En la playa de Moncofa algunas adolescentes se bañaban en camisón, cuya tela blanca se les pegaba al cuerpo al salir del agua
Lo sustancial parecía ser el silencio de la naturaleza, pero dentro de ese silencio estaba también el de la gente que había perdido la guerra y no podía hablar. A medida que salían de la cárcel o del campo de concentración los del bando perdedor formaban corro aparte en el bar Nacional. Eran los que habían sido expulsados del paraíso, los que no iban a la iglesia, los que no se arrodillaban al paso del viático y no se persignaban cuando las campanas indicaban el momento en que en misa estaban alzando a Dios. Al paraíso llegaba todos los días una cuerda de mendigos lisiados a pedir un mendrugo de pan a casa de los ricos. Unos venían apaleados por la existencia desde el fondo de la historia; en cambio, otros exhibían una rebeldía natural, a quienes la derrota no les había quitado el orgullo. Se decía que alguno de ellos pertenecía al maquis de la Pastora, un hermafrodita que dominaba Els Ports de Morella, de otro que era espía de la Fiscalía de Tasas contra el estraperlo o de otro que venía huyendo de un amor contrariado. Recuerdo perfectamente el porte elegante, rostro adusto de uno de ellos, al que mataron un domingo de agosto.

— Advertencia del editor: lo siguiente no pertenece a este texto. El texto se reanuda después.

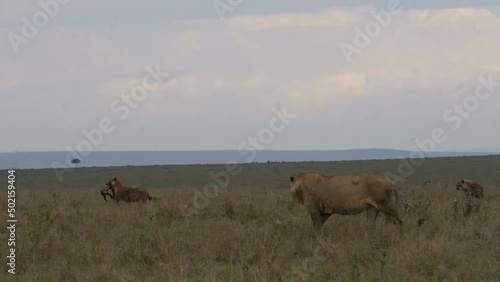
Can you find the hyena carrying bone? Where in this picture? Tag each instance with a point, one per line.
(118, 192)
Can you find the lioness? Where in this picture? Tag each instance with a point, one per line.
(346, 195)
(473, 193)
(117, 191)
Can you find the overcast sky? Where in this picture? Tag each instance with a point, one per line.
(230, 63)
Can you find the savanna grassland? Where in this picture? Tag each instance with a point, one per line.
(250, 230)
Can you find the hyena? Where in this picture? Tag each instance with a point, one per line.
(118, 192)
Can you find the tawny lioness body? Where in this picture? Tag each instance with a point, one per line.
(118, 192)
(324, 196)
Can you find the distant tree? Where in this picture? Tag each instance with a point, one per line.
(75, 162)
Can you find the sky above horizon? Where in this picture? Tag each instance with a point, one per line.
(240, 74)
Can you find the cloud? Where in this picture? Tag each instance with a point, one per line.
(233, 72)
(330, 17)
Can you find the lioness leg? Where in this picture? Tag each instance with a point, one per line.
(319, 218)
(371, 216)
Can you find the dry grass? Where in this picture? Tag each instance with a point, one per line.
(248, 234)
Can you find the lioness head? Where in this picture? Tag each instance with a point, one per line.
(463, 184)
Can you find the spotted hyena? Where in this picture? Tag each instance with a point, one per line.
(473, 193)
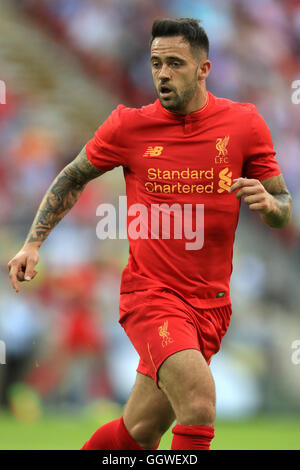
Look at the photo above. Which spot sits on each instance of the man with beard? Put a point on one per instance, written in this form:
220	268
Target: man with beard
188	149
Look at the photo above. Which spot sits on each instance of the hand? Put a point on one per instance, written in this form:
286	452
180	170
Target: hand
255	195
21	267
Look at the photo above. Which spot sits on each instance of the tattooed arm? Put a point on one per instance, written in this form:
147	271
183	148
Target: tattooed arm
269	197
61	196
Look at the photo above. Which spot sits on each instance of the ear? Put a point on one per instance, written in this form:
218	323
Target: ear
204	69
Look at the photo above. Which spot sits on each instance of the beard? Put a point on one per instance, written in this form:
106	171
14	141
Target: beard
179	101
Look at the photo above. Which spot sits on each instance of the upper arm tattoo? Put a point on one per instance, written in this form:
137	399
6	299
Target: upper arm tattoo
81	170
61	196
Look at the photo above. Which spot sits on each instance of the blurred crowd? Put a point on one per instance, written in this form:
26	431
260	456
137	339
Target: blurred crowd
61	332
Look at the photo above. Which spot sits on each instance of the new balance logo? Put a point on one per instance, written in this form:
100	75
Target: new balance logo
225	180
153	151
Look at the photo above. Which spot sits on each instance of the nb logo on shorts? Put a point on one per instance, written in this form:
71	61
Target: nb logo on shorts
153	151
163	332
225	180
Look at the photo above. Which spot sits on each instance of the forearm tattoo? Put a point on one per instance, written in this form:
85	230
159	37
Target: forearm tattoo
282	214
61	196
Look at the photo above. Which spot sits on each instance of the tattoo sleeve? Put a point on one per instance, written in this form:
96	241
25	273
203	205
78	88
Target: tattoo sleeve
61	196
280	217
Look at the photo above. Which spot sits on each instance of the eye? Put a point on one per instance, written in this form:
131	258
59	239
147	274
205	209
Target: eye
155	65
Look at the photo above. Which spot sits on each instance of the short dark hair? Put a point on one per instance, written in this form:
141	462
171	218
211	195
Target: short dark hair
189	28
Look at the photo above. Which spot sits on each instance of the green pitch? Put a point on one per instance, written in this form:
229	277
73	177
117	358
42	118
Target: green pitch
70	431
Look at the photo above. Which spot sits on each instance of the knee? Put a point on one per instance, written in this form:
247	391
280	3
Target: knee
197	411
148	434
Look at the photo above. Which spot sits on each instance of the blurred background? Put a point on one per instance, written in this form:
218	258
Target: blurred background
69	367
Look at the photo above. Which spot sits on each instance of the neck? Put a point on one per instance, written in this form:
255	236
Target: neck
198	101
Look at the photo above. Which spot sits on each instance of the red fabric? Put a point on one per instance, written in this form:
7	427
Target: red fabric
112	436
192	437
163	324
176	159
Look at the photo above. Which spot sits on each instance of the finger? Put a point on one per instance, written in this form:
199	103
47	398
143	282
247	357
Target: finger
242	182
29	269
249	190
13	271
253	199
237	183
20	276
256	206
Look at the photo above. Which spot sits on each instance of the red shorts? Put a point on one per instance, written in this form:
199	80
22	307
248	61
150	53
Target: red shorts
160	323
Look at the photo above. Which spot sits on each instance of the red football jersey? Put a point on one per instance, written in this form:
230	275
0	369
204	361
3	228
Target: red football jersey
187	163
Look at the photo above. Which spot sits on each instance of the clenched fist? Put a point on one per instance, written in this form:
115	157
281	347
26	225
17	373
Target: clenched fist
255	195
21	267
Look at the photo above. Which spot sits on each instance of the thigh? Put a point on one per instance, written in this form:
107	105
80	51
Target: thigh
148	410
187	381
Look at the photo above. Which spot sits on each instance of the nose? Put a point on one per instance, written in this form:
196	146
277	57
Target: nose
164	73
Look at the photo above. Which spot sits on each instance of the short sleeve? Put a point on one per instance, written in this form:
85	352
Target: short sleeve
259	160
106	149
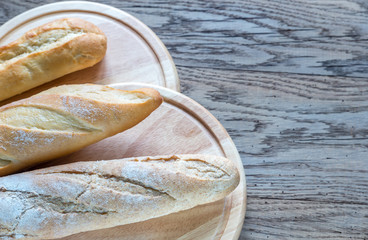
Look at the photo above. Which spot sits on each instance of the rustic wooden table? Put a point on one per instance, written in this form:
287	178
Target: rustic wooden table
289	81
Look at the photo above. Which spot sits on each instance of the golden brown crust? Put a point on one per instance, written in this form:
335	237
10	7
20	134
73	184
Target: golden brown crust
48	52
64	119
63	200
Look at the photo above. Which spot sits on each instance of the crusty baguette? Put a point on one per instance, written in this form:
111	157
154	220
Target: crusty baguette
48	52
63	200
64	119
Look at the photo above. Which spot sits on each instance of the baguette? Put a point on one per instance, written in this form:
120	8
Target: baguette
64	119
48	52
63	200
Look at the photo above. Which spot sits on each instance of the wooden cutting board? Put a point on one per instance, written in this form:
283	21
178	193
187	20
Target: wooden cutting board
134	52
178	126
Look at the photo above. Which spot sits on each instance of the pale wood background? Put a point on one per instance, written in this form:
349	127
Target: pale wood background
289	81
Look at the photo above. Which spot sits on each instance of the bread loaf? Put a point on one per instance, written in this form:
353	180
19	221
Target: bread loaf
64	119
63	200
48	52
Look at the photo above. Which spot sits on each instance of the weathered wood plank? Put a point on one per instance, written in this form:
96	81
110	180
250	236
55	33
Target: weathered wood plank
261	67
313	37
304	144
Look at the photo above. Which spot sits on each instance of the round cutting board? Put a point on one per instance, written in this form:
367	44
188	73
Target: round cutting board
178	126
134	52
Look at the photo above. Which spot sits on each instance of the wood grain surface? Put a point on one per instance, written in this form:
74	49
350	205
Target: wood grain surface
288	79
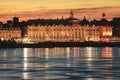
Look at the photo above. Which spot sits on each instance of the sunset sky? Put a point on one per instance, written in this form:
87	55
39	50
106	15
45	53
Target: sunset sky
32	9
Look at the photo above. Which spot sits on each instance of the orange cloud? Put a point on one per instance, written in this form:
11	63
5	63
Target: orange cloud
90	13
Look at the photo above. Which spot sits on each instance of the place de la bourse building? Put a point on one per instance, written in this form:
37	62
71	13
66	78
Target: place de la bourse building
59	30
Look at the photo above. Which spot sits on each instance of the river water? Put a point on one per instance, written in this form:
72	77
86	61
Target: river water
60	63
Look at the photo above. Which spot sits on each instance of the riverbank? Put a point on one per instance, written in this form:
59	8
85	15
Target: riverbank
62	44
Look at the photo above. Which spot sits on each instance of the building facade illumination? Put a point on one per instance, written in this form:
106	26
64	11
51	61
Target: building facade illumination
10	33
74	33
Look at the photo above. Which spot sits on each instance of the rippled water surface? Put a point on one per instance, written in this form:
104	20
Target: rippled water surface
69	63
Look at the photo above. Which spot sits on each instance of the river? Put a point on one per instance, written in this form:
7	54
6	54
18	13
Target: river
60	63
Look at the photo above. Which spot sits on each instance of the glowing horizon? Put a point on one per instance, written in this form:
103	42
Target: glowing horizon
32	9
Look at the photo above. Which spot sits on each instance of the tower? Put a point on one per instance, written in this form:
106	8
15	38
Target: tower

En verano de 1947 se produjo en mi vida un gran suceso. Por primera vez fui al mar en mi bicicleta Orbea, cuando apenas alcanzaba los pedales. Aquel domingo de julio atravesé la carretera de Nules sombreada por un túnel de plátanos en cuyos troncos encalados estaban estampilladas las siluetas de Franco con el yugo y las flechas. En el trayecto de seis kilómetros hasta Moncofa me iba recibiendo el aire con todos los aromas de la naturaleza, en estado puro, el hedor dulzón del estiércol de un plantel de boniatos, el vaho a limón podrido de una acequia de agua dormida, el resplandor caliente de un rastrojo de trigo, las boñigas todavía humeantes que había dejado una caballería en el camino real, el olor húmedo y acre de la paja de arroz. Al llegar a las primeras dunas, un ala de brisa llena de sal se me coló por el cuello sudado de la camisa y me infló la camisa con una sensación agradable de libertad. En la playa de Moncofa algunas adolescentes se bañaban en camisón, cuya tela blanca se les pegaba al cuerpo al salir del agua. Algunos chicos miraban el triángulo oscuro que se les formaba en el pubis y luego entre ellos hablaban en voz baja y se reían. Los labradores refrescaban a sus caballos dentro del mar y otros comían sandías a la sombra de las barcas varadas.
Fue aquel verano en que me rompí el brazo al caer de la bicicleta y en que estrené pantalones bombachos. La modista cuyos senos hacía palpitar a dos dedos de mi nariz durante la prueba me pinchaba adrede con las agujas como si yo fuera un san Sebastián asaetado, porque eso tal vez le excitaba. En la calle había un desfile con tambores y trompetas, una gente enardecida gritaba "Franco sí, comunismo no". Por ese tiempo comenzó a cundir el rumor que en el pueblo de Cuevas de Vinromá la Virgen se aparecía a una niña llamada Raquel y que hacía milagros. Un domingo de aquel verano de 1947, mientras en misa mayor alzaban a Dios, se oyeron tiros en el monte y en la refriega cayó muerto uno de aquellos mendigos que era un maqui, según decían. Fue aquel verano en que el toro Islero también mató a Manolete y yo leí El Corsario Negro, de Salgari.